The announcement is the culmination of a review of the company’s capital allocation and financial policies after CEO Bill Ruprecht and his management team received a letter by Dan Loeb blasting the company for its inefficient use of capital.  From highlighting Ruprecht’s “generous pay package and scant stock holdings [and] a perquisite package that invokes the long-gone era of imperial CEOs: a car allowance, coverage of tax planning costs, and reimbursement for membership fees and dues to elite country clubs,” to noting hundreds and thousands of dollars were spent on “an extravagant lunch and dinner at a famous ‘farm-to-table’ New York area restaurant where Sotheby’s senior management feasted on organic delicacies and imbibed vintage wines,” Loeb hit management where it hurt.  He was seconded in his activism by Mitch McGuire of Marcato Capital Management and Nelson Peltz of Trian, who liquidated his position last November.

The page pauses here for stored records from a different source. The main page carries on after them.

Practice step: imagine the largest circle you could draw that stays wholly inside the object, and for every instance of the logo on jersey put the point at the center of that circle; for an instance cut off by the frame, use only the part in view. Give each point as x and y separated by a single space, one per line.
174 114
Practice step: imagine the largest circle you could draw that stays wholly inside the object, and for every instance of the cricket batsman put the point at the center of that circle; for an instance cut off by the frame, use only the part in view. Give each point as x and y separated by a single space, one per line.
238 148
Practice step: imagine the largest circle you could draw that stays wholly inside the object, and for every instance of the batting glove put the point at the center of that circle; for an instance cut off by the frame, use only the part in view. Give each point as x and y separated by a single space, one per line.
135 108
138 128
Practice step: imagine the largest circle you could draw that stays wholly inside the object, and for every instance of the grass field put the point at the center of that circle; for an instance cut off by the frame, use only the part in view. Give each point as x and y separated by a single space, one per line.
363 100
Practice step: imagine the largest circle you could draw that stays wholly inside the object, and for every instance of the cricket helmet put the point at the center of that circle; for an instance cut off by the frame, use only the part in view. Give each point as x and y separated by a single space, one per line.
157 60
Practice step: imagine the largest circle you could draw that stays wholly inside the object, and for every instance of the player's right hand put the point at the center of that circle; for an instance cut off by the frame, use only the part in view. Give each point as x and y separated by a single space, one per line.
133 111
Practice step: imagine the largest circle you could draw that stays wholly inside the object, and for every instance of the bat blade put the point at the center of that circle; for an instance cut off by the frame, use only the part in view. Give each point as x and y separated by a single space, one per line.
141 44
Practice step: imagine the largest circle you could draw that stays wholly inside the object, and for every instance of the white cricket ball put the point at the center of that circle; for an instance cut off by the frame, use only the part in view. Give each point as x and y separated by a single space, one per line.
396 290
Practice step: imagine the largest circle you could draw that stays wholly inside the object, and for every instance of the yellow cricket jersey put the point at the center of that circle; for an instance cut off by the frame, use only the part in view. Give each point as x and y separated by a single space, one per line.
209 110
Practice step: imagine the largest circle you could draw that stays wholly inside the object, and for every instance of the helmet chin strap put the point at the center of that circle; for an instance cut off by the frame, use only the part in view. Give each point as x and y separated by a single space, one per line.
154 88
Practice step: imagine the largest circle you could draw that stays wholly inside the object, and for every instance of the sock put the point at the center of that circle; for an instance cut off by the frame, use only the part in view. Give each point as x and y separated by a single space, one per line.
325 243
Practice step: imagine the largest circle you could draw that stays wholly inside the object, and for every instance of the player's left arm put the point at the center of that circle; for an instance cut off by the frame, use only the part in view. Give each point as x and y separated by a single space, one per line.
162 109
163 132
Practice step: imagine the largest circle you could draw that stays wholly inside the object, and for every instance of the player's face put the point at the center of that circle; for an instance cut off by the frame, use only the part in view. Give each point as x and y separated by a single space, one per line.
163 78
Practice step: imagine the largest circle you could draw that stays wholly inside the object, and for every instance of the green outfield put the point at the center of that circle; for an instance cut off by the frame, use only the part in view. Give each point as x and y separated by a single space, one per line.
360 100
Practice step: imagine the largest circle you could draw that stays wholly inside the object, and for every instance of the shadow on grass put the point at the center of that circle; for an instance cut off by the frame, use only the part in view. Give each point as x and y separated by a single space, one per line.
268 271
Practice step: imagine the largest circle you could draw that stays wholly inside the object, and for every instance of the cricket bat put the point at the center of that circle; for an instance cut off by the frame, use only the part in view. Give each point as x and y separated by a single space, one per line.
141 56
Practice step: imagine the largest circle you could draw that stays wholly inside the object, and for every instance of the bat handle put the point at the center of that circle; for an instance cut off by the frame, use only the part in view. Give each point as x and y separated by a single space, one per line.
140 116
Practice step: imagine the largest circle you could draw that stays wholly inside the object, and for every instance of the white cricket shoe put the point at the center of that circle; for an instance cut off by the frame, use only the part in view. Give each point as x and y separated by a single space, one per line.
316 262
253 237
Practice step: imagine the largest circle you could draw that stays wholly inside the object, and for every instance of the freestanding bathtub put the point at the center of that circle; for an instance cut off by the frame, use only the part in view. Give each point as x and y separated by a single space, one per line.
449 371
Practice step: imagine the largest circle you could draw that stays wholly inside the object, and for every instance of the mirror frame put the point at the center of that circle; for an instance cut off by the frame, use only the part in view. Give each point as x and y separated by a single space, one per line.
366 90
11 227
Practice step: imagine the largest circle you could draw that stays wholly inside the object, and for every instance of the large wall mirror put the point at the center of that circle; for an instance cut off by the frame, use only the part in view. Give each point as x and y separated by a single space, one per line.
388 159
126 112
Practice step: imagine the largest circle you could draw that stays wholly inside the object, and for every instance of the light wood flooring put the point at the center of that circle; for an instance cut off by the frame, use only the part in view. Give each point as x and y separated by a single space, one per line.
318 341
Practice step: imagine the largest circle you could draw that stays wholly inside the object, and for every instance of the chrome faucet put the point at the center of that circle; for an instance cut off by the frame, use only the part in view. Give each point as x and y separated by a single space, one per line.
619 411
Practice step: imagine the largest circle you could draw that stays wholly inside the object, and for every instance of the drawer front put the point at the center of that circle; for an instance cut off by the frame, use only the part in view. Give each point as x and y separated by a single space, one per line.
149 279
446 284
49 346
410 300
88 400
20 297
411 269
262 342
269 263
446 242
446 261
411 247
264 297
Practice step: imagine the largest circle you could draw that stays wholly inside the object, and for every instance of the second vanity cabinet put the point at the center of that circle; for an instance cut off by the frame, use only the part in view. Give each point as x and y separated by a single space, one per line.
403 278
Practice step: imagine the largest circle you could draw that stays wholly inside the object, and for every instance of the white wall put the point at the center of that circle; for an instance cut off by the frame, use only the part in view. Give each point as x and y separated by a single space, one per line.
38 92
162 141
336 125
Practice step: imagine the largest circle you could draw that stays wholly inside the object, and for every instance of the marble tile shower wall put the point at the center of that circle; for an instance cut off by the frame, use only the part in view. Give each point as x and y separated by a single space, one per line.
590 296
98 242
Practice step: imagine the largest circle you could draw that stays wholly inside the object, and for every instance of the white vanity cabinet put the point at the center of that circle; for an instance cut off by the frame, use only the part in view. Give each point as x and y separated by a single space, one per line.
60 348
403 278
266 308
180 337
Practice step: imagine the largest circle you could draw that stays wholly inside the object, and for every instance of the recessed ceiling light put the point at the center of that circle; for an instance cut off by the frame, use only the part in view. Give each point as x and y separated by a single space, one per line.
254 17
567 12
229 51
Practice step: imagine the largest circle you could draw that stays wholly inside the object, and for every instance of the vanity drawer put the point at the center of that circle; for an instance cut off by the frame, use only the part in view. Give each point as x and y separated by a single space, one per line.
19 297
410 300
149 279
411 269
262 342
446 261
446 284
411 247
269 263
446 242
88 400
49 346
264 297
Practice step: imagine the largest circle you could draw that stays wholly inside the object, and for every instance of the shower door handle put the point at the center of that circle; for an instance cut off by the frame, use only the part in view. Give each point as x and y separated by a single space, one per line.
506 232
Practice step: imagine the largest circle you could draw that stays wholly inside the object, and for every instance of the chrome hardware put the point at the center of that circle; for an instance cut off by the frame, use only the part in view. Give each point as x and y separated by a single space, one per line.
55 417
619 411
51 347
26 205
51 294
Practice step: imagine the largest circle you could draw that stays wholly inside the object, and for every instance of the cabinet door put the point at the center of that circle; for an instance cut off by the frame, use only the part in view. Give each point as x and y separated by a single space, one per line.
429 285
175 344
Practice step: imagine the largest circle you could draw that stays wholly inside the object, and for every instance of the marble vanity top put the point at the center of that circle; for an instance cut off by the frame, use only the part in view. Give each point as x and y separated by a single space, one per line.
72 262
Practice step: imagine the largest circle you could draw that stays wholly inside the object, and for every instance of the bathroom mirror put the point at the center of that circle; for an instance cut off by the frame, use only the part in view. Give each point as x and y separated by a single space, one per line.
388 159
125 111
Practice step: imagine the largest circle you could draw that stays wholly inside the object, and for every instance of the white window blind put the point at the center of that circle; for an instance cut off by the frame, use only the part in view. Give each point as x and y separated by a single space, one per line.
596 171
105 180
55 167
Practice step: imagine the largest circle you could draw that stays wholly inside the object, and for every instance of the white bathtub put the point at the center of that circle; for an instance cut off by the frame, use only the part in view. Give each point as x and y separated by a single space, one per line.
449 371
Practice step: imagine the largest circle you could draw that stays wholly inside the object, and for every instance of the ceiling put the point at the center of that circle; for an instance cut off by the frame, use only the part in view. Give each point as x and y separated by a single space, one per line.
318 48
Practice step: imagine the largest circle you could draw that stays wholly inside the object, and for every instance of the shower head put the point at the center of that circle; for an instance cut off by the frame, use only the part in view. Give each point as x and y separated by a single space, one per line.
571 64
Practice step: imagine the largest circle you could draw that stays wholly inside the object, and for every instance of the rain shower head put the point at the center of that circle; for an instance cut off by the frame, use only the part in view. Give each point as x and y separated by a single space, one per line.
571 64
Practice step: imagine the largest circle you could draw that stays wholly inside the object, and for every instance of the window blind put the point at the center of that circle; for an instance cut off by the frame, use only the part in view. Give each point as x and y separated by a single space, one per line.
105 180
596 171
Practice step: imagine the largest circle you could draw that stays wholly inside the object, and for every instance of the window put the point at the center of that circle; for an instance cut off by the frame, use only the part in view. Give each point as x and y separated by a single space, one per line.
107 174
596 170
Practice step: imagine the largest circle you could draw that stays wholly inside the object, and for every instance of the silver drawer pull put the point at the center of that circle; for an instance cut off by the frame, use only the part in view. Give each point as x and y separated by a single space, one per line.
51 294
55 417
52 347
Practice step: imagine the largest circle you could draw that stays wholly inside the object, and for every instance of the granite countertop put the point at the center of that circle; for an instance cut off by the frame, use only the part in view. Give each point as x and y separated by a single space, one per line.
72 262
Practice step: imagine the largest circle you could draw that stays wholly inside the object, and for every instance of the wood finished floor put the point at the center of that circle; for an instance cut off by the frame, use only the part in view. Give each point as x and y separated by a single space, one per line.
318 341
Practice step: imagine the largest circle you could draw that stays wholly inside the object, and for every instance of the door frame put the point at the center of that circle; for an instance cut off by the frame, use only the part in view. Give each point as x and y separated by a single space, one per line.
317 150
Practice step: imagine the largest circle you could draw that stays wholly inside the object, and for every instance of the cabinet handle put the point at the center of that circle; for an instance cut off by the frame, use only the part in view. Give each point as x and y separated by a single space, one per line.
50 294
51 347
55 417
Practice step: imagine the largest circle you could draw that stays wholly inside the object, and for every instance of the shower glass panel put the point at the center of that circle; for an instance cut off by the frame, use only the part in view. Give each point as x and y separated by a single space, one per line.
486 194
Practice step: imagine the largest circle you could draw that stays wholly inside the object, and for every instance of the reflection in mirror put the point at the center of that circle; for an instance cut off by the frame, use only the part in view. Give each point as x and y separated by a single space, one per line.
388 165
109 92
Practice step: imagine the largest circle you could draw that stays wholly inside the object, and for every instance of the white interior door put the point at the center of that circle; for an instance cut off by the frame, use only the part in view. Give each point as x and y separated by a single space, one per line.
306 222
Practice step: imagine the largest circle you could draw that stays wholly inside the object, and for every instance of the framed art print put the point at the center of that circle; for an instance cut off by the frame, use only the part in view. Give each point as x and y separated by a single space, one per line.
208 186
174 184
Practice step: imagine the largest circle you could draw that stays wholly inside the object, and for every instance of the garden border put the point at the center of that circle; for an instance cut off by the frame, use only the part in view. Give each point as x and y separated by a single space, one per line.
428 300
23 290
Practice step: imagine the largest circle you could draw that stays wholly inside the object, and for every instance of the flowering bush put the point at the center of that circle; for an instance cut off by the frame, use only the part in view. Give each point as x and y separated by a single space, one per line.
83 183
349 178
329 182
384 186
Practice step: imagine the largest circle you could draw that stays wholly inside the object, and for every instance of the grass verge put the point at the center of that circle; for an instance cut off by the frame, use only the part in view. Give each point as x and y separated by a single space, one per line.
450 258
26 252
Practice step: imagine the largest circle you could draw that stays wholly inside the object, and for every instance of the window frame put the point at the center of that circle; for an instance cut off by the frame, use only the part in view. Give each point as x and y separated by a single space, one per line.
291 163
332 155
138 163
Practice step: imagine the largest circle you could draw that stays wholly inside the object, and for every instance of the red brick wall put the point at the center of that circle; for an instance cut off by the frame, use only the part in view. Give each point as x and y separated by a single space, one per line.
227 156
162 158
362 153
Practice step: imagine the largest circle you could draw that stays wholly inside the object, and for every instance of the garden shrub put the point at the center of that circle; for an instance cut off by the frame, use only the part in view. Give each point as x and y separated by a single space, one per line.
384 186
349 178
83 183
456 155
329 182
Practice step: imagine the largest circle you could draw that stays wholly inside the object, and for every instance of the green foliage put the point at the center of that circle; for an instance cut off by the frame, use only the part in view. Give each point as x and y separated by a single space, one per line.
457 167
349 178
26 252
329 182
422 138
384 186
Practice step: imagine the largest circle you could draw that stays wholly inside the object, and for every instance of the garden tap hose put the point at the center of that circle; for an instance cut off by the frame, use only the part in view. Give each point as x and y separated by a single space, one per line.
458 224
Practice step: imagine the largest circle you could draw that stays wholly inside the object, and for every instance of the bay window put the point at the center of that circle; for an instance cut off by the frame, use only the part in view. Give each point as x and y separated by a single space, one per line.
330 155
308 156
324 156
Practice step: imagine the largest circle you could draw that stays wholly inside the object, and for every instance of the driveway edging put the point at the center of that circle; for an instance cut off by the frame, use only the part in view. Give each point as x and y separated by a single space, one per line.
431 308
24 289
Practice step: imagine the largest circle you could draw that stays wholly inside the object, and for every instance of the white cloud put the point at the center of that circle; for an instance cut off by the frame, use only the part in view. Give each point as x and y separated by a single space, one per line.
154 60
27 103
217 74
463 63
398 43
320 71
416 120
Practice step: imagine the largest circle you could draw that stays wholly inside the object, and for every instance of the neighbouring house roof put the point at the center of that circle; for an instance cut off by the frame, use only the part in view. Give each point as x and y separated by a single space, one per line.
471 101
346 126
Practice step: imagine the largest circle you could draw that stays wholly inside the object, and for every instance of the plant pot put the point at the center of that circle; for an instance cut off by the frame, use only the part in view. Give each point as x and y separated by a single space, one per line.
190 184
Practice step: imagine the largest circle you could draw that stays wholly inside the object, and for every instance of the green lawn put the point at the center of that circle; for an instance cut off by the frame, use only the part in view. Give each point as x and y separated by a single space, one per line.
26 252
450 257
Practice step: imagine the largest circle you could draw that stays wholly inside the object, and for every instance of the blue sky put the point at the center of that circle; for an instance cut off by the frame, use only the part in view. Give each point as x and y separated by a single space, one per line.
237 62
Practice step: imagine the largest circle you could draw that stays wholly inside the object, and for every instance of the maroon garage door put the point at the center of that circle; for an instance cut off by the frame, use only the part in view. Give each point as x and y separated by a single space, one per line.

Sotheby’s plans to issue a $300 million special dividend and announced a $150 million share repurchase program, of which $25 million are expected to be deployed before year-end.  Management expects about $150 to $200 million to be returned to shareholders through debt-financing of their loan portfolio, and $22 million in savings.  The auction house also split its core agency business and financial services business, putting a 15% return on investment (ROI) target on the first and a 20% target on the second.

A major point in dispute for some time has been the costs of keeping Sotheby’s’ two marquee headquarters, located on York Avenue in New York and on Bond Street in London.  After concluding they don’t need all that square footage in New York’s upper east side, the company has been looking at bids, and is evaluating the sale of roughly 50% of that property, according to Stifel’s David Schick.  Sitfel’s analyst had estimated Sotheby’s could around $700 million in additional value from the sale of its New York HQ, but “now believes this may yield less value than expected by the Street.”  Sotheby’s is also analyzing what to do with its Bond Street property, but doesn’t seem to keen on getting rid of it at this juncture.

Credit rating agency Standard & Poor’s gave its verdict on the company’s plans, lowering their rating from BB+ to BB with a negative outlook.  Blaming the “more aggressive financial policy,” S&P’s research team noted Sotheby’s’ credit profile could be impaired this year.

The initial reaction to the auction house’s announcement was overwhelmingly positive, with the Stock rallying more than 6% in pre-market trading.  Indeed, shares in Sotheby’s have been flying high over the past 12 months, leaving other luxury names like Bernard Arnault’s LVMH Moet Hennessy and Coach COH -1.78%, as well as the S&P 500, in the dust.  The stock has actually been among the best in class, trading alongside names like Michael Kors and Tiffany’s.

The day’s gains were quickly reversed, though, as the stock fell even lower than the broader market.  Marcato’s McGuire’s response, which called for management to return $1 billion to shareholders this year using earnings from 2013 and 2013, capital from their financial services unit, and real estate transactions, definitely helped the bearishness.  Third Point’s Loeb, the company’s biggest shareholders, decided not to comment at the time.

Sotheby’s and its management team are liked within the industry, but have to face the realities of being a publicly traded company.  With activism on the rise, scrutiny of their business practices and decisions can result in a public battle with hedge funds, forcing companies to take aggressive steps.  Sotheby’s not only announced a financial step to return capital, it also adopted a poison pill designed to protect management from proxy fights against Loeb and McGuire.  This raises the question whether Sotheby’s wouldn’t be in a better position if it was privately owned, like rivals Christie’s currently under Francois Pinault’s control.